2.13 Ten aanzien van de personal participation heeft eiser aangevoerd dat hij nimmer direct of indirect betrokken is geweest bij een misdrijf tegen de menselijkheid. Eiser was immers slechts betrokken bij de opsporing van strafbare feiten en/of nalatigheden, maar besliste niet over vervolging of over de eventuele bestraffing.
Verweerder heeft daartegen aangevoerd dat eiser met zijn handelen in wezenlijke mate heeft bijgedragen aan het plegen van de genoemde misdrijven. Daarbij heeft verweerder betoogd dat het misdrijf hoogstwaarschijnlijk niet op dezelfde wijze zou hebben plaatsgevonden indien niemand de rol van eiser had vervuld.
2.14 De rechtbank is van oordeel dat verweerder zich terecht op het standpunt stelt dat er sprake is van personal participation aan de zijde van eiser. Zoals uit de verklaring van eiser blijkt, vormde zijn onderzoeksresultaat het vertrekpunt van de verdere opsporing en vervolging van militairen verdacht van fraude of diefstal. Voorts was eiser, naar eigen zeggen, ook in het kader van de procedure voor de militaire rechtbank betrokken als getuige. Op deze wijze heeft eiser een wezenlijke bijdrage geleverd aan het plegen van de genoemde misdrijven en zouden deze niet op dezelfde wijze hebben plaatsgevonden indien eisers’ rol niet zou zijn vervuld.
2.15 Verweerder heeft aldus terecht artikel 31 lid 1 onder k Vw 2000 tegengeworpen aan eiser.
2.16 Eiser heeft voorts een beroep gedaan op artikel 3 van het EVRM. Daarbij heeft eiser echter niet aangegeven waarom juist hij moet vrezen voor vervolging bij terugkeer naar Irak. Eiser heeft voorts een beroep gedaan op de algehele veiligheidssituatie in Irak.

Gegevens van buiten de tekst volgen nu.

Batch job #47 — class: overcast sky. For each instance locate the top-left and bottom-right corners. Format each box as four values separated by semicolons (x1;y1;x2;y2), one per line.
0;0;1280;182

2.17 Bij arrest van 20 januari 2009 heeft het Europees Hof voor de Rechten van de Mens (EHRM) (zaak nr. 32621/06, F.H. tegen Zweden (JV 2009/74) overwogen dat: “(…)whilst the general situation in Iraq, and in Baghdad, is insecure and problematic, it is not so serious as to cause, by itself, a violation of Article 3 of the Convention if the applicant were to return to that country. The Court therefore has to establish whether the applicant’s personal situation is such that his return to Iraq would contravene Articles 2 or 3 of the Convention.” Eiser heeft geen stukken overgelegd waaruit zou volgen dat de veiligheidssituatie sindsdien zodanig is verslechterd dat ten tijde van het besluit tot een ander oordeel had moeten worden gekomen. Verweerder heeft daarom terecht overwogen dat er geen sprake is van een mate van willekeurig geweld, dusdanig dat terugkeren naar Bagdad een reëel risico op schending van artikel 3 van het EVRM oplevert. De rechtbank verwijst in dit verband naar de uitspraak van de Afdeling bestuursrechtspraak van de Raad van State van 8 maart 2010 (LJN: BL7655).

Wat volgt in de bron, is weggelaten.